O presidente da Argentina, Javier Milei, fez uma série de declarações nesta quinta-feira, 2, defendendo a política econômica de seu governo. Em discurso no evento Council of the Americas, ele apontou para os dados de inflação mais recentes, além de naturalizar o fechamento de empresas no país argumentando ser parte do funcionamento do mercado.
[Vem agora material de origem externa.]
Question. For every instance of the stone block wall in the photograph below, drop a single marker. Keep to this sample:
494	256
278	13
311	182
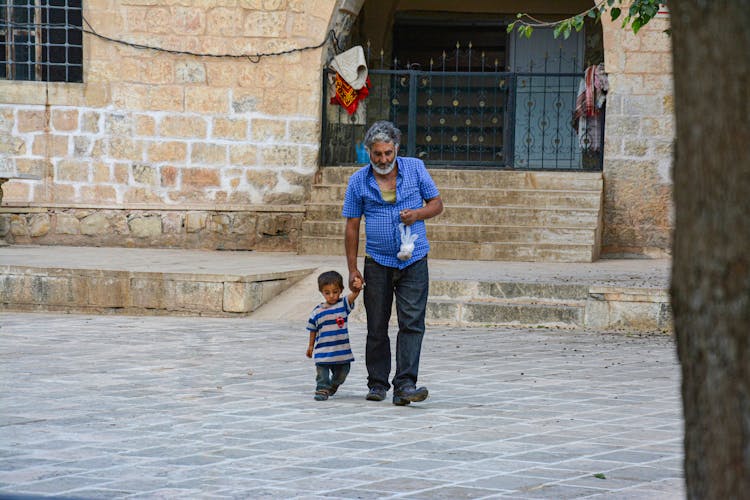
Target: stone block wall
167	135
639	133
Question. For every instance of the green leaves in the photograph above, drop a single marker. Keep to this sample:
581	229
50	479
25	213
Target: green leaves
638	15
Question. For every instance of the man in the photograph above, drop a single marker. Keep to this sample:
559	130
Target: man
389	191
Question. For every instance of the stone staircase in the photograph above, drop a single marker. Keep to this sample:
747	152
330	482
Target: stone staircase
496	215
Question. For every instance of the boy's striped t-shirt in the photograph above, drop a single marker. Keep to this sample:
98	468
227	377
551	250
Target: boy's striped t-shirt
332	339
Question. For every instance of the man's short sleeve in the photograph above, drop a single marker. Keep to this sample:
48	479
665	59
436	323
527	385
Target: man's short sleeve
427	186
353	198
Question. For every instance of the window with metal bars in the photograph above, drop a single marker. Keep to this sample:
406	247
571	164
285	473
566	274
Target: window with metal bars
41	40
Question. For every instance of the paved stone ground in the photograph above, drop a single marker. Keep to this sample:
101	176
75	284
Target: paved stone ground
160	407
"Goste a mídia, os economistas e outros, ou não, se vocês analisarem minhas declarações, sempre disse a mesma coisa sobre a inflação no atacado. A inflação, não em agosto, mas em julho, começou em 0 e chegou a 0,8%", apontou. "Assim como empresas surgem, empresas desaparecem, é um fenômeno natural, pois os recursos são realocados devido à mudança das condições econômicas. Nem tudo precisa acontecer no mesmo ritmo, não funciona assim", disse ainda.
Para o presidente, o processo de crescimento econômico deve ser "harmonioso". No entanto, ele observou que, como houve "restrições" à economia anteriormente, devido a medidas tomadas por governos anteriores, agora "o processo de abertura está se tornando abrupto". "Já que a economia da Argentina foi caracterizada nos 100 anos anteriores à nossa administração como um país em declínio, então parece que as ferramentas devem estar bastante enferrujadas", apontou, criticando a análise econômica local.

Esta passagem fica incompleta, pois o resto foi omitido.